His return to Haiti last week was as part of a fact-finding mission with two other senators. Sen. Jeff Bingaman, D-N.Mex., and Sen. Tom Harkin, D-Iowa. Bingaman chairs the Senate Energy and Natural Resources Committee, while Harkin chairs the Agriculture, Nutrition and Forestry Committee. Corker himself is ranking member on the Senate Foreign Relations Subcommittee on the Western Hemisphere and a member of the Energy and Natural Resources Committee chaired by Bingaman.
Corker said that Haiti has its first stable, democratic government in years, one that is ready to face the island's many problems. But those problems are severe and long-term, and will not go away overnight.
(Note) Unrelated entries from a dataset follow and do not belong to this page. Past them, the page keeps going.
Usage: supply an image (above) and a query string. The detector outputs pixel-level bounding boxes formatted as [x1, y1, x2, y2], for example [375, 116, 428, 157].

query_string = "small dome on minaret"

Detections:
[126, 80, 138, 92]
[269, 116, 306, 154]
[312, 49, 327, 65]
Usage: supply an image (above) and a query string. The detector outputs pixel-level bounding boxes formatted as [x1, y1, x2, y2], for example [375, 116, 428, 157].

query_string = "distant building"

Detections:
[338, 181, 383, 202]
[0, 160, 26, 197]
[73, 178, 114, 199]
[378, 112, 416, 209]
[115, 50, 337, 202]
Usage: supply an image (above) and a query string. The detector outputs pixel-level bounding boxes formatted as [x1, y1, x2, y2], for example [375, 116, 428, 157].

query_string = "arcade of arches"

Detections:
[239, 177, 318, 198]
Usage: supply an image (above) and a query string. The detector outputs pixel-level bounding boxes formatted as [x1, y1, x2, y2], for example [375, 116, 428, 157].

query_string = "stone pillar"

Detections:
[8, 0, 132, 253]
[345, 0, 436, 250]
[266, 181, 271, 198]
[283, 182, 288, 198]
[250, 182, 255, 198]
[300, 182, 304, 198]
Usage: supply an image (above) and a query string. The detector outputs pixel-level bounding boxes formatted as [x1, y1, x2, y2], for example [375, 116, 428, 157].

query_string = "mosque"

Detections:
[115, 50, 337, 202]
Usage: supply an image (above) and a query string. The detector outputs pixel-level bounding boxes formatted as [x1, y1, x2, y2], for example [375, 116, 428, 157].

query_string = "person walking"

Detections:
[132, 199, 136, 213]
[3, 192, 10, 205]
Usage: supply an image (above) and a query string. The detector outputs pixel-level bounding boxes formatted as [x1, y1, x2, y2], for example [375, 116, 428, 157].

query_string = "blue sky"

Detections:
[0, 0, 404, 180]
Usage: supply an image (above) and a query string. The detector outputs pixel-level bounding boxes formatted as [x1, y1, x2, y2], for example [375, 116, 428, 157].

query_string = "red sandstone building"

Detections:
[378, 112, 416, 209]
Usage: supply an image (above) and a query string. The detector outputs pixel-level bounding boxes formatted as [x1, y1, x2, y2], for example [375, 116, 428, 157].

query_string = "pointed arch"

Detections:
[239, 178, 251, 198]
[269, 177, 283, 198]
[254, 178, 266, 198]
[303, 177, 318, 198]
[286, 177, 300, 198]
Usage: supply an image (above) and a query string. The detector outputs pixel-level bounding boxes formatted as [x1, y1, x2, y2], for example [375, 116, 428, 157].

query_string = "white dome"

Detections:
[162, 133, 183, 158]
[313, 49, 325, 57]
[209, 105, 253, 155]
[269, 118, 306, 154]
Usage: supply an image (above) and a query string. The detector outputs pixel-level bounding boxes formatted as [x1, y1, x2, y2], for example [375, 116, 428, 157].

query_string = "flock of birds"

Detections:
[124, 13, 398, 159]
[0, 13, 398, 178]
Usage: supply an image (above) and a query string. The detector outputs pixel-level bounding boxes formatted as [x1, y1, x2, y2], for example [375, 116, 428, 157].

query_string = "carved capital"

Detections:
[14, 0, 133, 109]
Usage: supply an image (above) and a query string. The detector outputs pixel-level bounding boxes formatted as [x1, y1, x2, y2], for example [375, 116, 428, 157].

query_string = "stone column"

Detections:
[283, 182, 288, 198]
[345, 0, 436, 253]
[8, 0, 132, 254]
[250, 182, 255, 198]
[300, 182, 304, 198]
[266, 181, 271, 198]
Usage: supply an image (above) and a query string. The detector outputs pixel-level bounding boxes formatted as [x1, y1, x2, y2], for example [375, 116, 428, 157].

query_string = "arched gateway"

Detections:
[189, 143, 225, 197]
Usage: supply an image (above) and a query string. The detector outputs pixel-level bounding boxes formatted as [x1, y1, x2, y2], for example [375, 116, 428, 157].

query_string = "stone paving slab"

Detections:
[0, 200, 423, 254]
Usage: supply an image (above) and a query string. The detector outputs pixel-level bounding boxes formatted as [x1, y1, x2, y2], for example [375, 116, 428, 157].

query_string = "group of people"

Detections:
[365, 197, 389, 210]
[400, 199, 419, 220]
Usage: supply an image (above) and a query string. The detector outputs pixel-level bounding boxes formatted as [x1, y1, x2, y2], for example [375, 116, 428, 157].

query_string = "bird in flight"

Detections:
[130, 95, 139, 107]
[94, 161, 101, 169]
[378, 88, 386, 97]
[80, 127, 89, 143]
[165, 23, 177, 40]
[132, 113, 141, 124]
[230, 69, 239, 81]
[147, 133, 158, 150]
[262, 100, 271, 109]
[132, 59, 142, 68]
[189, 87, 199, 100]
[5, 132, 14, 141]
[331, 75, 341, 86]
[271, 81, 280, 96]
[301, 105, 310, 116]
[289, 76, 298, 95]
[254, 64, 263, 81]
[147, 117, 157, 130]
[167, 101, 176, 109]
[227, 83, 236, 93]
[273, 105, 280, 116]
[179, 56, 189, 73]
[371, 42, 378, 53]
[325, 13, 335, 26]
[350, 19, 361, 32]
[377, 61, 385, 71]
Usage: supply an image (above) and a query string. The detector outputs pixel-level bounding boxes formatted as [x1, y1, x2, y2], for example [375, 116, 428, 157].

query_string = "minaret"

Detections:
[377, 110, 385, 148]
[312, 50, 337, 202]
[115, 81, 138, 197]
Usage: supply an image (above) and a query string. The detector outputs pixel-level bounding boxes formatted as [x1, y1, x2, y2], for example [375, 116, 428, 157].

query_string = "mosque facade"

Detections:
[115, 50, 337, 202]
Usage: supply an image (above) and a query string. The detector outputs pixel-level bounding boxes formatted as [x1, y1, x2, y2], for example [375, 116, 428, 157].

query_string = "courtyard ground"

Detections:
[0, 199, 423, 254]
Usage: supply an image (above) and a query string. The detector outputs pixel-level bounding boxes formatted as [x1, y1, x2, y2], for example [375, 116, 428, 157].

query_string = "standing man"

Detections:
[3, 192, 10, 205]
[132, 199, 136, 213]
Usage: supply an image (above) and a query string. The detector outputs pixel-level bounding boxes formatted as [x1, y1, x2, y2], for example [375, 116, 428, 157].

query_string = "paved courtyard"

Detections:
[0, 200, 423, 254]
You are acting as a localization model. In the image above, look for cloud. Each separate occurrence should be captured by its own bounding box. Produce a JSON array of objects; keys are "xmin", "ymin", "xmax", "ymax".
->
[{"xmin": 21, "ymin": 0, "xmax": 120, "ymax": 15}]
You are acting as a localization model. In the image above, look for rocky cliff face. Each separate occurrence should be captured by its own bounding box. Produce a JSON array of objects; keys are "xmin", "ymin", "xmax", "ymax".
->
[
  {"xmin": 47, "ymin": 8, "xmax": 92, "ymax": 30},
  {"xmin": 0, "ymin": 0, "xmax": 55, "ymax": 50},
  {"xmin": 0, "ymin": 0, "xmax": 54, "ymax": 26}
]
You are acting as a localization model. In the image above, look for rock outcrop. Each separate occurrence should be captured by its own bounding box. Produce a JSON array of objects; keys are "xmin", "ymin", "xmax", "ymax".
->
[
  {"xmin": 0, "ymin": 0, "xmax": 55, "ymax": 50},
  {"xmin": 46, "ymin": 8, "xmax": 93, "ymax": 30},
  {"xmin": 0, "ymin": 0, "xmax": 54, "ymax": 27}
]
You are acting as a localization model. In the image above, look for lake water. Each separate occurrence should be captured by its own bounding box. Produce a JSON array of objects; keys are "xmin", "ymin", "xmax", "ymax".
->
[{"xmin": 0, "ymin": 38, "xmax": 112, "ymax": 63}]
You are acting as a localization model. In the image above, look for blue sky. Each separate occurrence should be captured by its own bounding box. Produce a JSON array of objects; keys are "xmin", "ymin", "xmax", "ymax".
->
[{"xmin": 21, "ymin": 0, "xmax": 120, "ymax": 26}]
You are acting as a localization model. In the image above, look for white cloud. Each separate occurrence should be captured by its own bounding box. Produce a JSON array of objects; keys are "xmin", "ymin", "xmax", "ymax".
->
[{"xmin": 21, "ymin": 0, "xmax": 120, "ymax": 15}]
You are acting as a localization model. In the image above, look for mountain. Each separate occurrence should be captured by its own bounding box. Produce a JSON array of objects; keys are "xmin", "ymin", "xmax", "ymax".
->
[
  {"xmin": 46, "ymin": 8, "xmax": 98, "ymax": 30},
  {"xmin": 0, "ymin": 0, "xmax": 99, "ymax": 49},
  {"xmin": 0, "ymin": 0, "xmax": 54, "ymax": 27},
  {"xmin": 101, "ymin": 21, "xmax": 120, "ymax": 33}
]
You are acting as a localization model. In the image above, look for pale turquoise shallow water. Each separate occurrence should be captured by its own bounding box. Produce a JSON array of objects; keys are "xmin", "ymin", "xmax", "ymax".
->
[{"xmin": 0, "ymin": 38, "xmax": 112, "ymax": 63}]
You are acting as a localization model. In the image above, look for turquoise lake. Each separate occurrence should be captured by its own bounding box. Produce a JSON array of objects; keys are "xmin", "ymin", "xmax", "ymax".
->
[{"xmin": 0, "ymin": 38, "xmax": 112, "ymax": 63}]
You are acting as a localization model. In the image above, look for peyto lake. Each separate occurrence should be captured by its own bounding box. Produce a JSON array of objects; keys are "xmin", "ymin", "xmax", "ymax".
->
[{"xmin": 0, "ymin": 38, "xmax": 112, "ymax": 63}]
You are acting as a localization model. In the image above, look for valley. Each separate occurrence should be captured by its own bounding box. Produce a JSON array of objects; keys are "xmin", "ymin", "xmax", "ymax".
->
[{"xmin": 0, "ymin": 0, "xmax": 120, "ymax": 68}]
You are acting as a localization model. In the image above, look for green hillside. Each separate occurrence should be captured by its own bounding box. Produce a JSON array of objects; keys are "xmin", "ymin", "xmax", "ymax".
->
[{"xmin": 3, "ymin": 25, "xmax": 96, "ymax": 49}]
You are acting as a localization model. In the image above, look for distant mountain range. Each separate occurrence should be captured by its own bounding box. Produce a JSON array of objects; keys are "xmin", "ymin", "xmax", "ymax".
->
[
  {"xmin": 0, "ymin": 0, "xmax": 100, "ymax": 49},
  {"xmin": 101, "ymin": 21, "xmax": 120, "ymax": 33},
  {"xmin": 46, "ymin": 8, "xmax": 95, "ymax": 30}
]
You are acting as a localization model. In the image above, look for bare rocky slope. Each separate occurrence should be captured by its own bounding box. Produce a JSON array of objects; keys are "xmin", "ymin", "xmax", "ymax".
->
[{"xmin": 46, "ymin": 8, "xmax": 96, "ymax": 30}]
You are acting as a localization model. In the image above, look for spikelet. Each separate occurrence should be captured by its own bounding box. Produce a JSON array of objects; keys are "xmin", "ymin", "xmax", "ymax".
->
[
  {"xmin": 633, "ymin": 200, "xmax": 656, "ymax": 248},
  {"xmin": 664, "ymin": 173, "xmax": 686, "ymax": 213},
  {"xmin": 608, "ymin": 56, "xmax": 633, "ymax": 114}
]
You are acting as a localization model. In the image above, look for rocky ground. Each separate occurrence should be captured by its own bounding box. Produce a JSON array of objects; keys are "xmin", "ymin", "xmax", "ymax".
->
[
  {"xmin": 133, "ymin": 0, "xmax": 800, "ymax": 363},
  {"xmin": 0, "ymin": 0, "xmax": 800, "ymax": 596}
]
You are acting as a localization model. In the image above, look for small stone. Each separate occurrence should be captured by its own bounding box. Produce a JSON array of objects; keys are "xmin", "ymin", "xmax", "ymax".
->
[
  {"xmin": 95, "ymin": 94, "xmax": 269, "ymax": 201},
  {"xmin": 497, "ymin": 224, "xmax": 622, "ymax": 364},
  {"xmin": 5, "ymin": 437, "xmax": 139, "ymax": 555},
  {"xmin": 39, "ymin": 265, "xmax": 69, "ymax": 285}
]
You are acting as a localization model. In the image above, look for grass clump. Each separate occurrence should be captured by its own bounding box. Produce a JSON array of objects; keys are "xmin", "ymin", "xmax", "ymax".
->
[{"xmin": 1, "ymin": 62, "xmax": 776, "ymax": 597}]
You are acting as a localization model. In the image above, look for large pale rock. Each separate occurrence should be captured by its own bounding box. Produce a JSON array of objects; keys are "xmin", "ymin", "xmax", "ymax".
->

"I doubt you've seen poverty like exists in Port-au-Prince," said Corker. The typical family lives on the equivalent of $400 U.S. dollars a year, in what Corker calls "extreme, extreme poverty."
"The people will become very restless if ... economic gains do not occur," said Corker.
The delegation saw an AIDS clinic in Port-au-Prince, where Dr. Peter Wright of Vanderbilt has worked with ways to keep babies from developing the disease carried by their mothers.
Corker praised the work of MINUSTAH (United Nations Stabilization Mission in Haiti) Force Commander Major General Carlos Alberto Dos Santos Cruz. He said Santos, a Brazilian, is doing "a tremendous job" in reducing violence and the influence of gangs. He said Haiti and Brazil have cultural similarities including a love of football -- the game we Americans call soccer.
They toured an apparel factory which is a subcontractor for Hanes.
Infrastructure is severely lacking. The power system rarely produces power for more than eight hours a day -- not consecutive, but intermittent -- and most factories have to have their own generators in order to operate for any amount of time. Severe deforestation and land management issues have worsened the problem of flash flooding.
Although education is clearly a key to long-term solutions, Corker said a more urgent short-term need is investment. He said the U.S. needs to open up trade with Haiti even more and partner even more closely now, while there is a cooperative government in place.
"There are many, many needs in Haiti and the difficulties are complex and deeply rooted, but I think where we have to focus is on stimulating economic growth," said Corker in a news release. "That's what can most immediately impact their standard of living and ensure that Haiti continues to have a democratically elected, stable government."